If only it was that easy, my friend.

“You live off a Hale Co. trust fund,” Sam chimes in, reminding everyone about the money involved in my decision. “We’re trying to protect companies that can be hurt by public perception. I don’t think you have a say here.”

“Fuck you,” Ryke fumes, standing off the window nook.

Lo hesitates to block his brother from a physical altercation, but Ryke hasn’t charged Sam yet.

Naomi takes advantage of the brief silence and reroutes the topic. “The sex tapes are a good form of defense, even if everyone is trying to brush them under the rug.”

Corbin taps his pen to his legal pad. “They’re not brushing them anywhere. Everyone believes that the tapes are just another stunt to cover Connor’s tracks. And frankly, I’d buy into it too.”

“Then you’re an idiot,” Loren interjects.

“No,” Corbin says, “the public doesn’t know Connor as intimately as all of you. They know what they see, and what they see alludes mostly to a well-coordinated stunt. My suggestion—to clean everything quickly and easily—you need to deny these claims against you.”

Rose tenses even more beneath my hand. I can’t speak right away, but Corbin isn’t finished.

“You’ll say that you’ve never had sex with a man before. You’ll say that these guys were friends of yours and they just want a quick payout by tabloids. You’ll say you’re heterosexual and in a healthy, loving marriage with your wife.”

To fix this, I must lie.

I already know this. I’ve thought a hundred steps ahead of them, and I wait for Naomi to offer me a different version of the same hurdle.

“Fuck all of you,” Ryke says words that I feel but can’t articulate.

“If you don’t have anything constructive to add, I think you should leave,” Corbin tells him.

Lo shoots a withering glare his way. “You’re our goddamn publicist, not the king of the castle, so stop acting like you have authority to banish my brother into another room.”

Naomi abruptly stands. “I have an alternative.” She procures a paper from her folder and passes it to me.
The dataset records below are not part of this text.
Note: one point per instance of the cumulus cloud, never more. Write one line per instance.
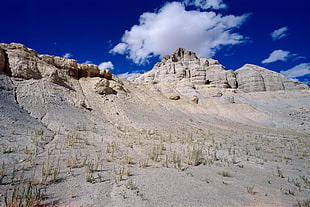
(127, 74)
(162, 32)
(279, 33)
(206, 4)
(277, 55)
(106, 65)
(67, 55)
(297, 71)
(88, 62)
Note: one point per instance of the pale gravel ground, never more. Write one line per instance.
(267, 132)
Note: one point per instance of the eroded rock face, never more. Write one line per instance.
(2, 59)
(88, 70)
(69, 66)
(252, 78)
(184, 68)
(102, 87)
(106, 73)
(19, 61)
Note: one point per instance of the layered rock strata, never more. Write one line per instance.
(184, 68)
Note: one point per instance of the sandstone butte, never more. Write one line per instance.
(189, 132)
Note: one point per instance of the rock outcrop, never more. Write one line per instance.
(184, 68)
(252, 78)
(21, 62)
(2, 59)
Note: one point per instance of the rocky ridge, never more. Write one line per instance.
(184, 68)
(86, 137)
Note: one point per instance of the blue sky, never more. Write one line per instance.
(269, 33)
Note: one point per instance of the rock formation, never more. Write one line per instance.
(184, 68)
(25, 63)
(76, 133)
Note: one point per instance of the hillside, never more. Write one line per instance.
(187, 133)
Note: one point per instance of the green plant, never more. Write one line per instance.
(224, 173)
(195, 156)
(177, 161)
(24, 195)
(279, 172)
(131, 185)
(2, 173)
(50, 172)
(303, 203)
(250, 190)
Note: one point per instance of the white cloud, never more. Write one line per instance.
(206, 4)
(279, 33)
(162, 32)
(297, 71)
(127, 74)
(277, 55)
(106, 65)
(67, 55)
(88, 62)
I graze over a long list of sexualities: bisexual, pansexual, polysexual among other terms. “Pick one,” she says.

As if it’s as easy as ordering an appetizer off a menu.

The room deadens, all eyes shifting to me. The paper is heavier than they may realize. My entire twenty-seven years of existence I’ve wedged myself into parameters that other people construct—to blend in, to appease men and women alike.

To me, these terms are just another parameter—and I’ve never enjoyed stepping into this box, to pretend to be someone else when what I feel is so simple, so rudimentary. I admire other people who can identify with these words, but it’s not what I feel.

I’m attracted to people, to the all-encompassing passion of the soul, of the body and the mind.

And I shouldn’t have to be labeled to make sense. My sexuality shouldn’t be of priority to anyone but me. If I’d only slept with women, no one would care, but they’ve learned differently, and now they’re bothered, incensed—confused, doubtful.

So to appease them, I have to step into that cramped box. To make sense to them, I have to declare something I don’t feel.

I know who I fucking am, but very few people truly know me. Now I have to choose which Connor Cobalt millions of people will see.

The fake one: I’ll give myself a label. I will be what they need me to be. In doing so, I make good with my father-in-law and eliminate doubt that shadows my love for Rose and her love for me.

The real one: I never say one way or the other. The public will be left to wonder. I destroy relationships with Greg and Samantha, possibly damage my friendship with Lo. My love for Rose and her love for me may always be questioned.

My nineteen-year-old self wouldn’t have flinched at this ultimatum. I would’ve faked my way through the rest of my life, through the rest of my days, and I would’ve lost that last shred of humanity I’d let Rose keep safe for all those years.

Be real, Richard.

I placate people. I appease them. What happens when I stop, for a moment, to live in the comfort of my own skin? I may lose everything. But what if this is the sacrifice I have to make for Jane? What if I’m supposed to abandon who I am, to live a lie, so that she may live in peace?

The variables, the costs, the benefits, the lingering what ifs lead me to confusion—to a head-on collision with fear.

I rub my forehead that begins to perspire.

“It shouldn’t be this hard,” Samantha says.